Even experienced social media marketers make mistakes, so it pays to review common blunders.

Are you guilty of any of these social media marketing sins?

1. Publishing too often or too infrequently

Your frequency of publishing matters more than you know. Publishing too often could annoy your followers, and publishing too rarely could drastically reduce your reach.

What’s the right publishing frequency? That depends on your brand, industry and the size of your social media following. Regardless, the best way to identify the ideal publishing frequency is by conducting experiments.

Use a social media scheduling tool such as DrumUp to schedule different frequencies over a 2–3 week period and see what works best for your brand.

2. Being overly promotional

Too much promotional content can be a huge turnoff on social media and elsewhere. If you don’t want to drive your followers away, you should ideally balance promotional content with neutral and nonpromotional posts. Although you should give your products and services some visibility, they shouldn’t be the only thing you talk about.

If you can’t invest in creating nonpromotional content, curate existing content—news, tips and ideas—using a content curator such as Feedly. It’ll save you time and serve your purpose of sharing rich and diverse content.

3. Isolating social media marketing

Social media is only one marketing channel. Many social media marketers make the mistake of isolating their social media campaigns from other marketing efforts. By doing this, though, you not only curb your reach but also diminish the impact of your content on your target audience.

By running campaigns on multiple marketing platforms, you can repeatedly make an impact on the same audience and stay top of mind.

One of the simplest ways to run your campaigns across multiple marketing platforms is to maintain a content calendar that has an overview of your activity. Google Calendar works very well for this purpose because it functions across devices.

4. Measuring results by vanity metrics

Measuring your social media marketing results is crucial, because it can give you an estimate of performance and ROI. Without these numbers, it can be impossible for you to decide if you should stick to a certain strategy or revise it.

However, when measuring metrics, it’s important to ensure that the numbers are actually representative of your social media strategies—and vanity metrics are usually misleading.

You can use social media analytics tools like Quintly to measure engagement metrics, but for conversions, you should use a combination of custom URLs and Google Analytics in addition to those tools.

5. Neglecting negative feedback

When running a business in today’s world, it’s tough to control the conversation about you on social media.

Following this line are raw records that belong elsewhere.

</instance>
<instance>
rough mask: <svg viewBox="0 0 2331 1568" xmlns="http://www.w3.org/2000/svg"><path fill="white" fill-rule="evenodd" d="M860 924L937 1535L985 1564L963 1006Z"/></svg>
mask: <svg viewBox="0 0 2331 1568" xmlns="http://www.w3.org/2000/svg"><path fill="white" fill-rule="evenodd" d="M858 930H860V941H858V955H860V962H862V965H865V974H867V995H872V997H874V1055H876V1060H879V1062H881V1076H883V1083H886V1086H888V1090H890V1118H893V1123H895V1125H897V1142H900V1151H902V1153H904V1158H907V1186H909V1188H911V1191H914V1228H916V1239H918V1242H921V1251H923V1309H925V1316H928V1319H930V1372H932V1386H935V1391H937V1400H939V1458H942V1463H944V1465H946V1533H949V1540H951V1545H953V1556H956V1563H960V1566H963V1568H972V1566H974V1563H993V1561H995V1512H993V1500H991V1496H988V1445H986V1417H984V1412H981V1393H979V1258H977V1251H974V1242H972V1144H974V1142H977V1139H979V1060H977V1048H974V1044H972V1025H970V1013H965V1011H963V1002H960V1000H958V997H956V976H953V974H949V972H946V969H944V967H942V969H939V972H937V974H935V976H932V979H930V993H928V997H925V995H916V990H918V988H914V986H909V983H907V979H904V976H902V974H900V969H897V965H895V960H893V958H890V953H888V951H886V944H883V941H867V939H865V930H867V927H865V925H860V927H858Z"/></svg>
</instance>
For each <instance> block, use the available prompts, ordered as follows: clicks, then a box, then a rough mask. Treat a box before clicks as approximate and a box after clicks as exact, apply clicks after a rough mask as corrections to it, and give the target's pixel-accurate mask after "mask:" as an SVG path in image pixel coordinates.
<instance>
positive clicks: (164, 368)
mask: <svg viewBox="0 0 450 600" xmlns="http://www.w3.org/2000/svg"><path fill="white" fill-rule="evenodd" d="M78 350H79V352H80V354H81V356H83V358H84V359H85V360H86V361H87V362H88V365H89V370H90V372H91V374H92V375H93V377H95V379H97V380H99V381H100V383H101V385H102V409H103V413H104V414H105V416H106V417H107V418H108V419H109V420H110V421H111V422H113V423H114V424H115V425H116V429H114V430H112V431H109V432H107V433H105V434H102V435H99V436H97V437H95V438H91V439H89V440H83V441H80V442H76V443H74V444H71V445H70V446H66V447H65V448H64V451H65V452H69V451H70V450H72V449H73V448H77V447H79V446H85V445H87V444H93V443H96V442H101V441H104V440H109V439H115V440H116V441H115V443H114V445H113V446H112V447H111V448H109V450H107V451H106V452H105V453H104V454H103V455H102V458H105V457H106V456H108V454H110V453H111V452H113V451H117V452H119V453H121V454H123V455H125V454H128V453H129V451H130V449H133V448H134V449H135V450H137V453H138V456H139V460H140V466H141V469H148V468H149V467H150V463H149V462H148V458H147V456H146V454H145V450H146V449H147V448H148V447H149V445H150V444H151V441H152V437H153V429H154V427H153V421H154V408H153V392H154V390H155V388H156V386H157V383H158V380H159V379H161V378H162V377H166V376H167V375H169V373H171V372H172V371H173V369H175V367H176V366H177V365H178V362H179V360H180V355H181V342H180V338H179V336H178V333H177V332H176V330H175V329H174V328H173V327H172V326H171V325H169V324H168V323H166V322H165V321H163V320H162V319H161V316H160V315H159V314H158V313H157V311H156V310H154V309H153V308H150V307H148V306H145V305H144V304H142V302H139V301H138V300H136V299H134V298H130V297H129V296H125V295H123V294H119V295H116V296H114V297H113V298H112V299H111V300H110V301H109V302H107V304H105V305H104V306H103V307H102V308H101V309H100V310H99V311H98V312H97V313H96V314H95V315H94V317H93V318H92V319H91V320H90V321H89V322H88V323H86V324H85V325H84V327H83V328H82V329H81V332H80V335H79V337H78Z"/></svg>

You’re bound to have feedback, and some of it is inevitably going to be negative.

How you respond to that negative feedback matters. Some brands choose to ignore or delete their negative feedback. That’s a terrible idea, because negative feedback is actually a boon in disguise.

You could use a social media monitoring tool such as Brand24 to detect negative comments and respond to them in the most advantageous way possible. Some brands get a ton of visibility on social media because of the way they respond to negative feedback.

Every brand wants to invest in social media because it’s supposed to be effective, but few brands experience its benefits in reality. However, with the right tools and social media strategies, you can grow your business, provided you’re not committing the mistakes described here.

A version of this post first appeared on Business 2 Community.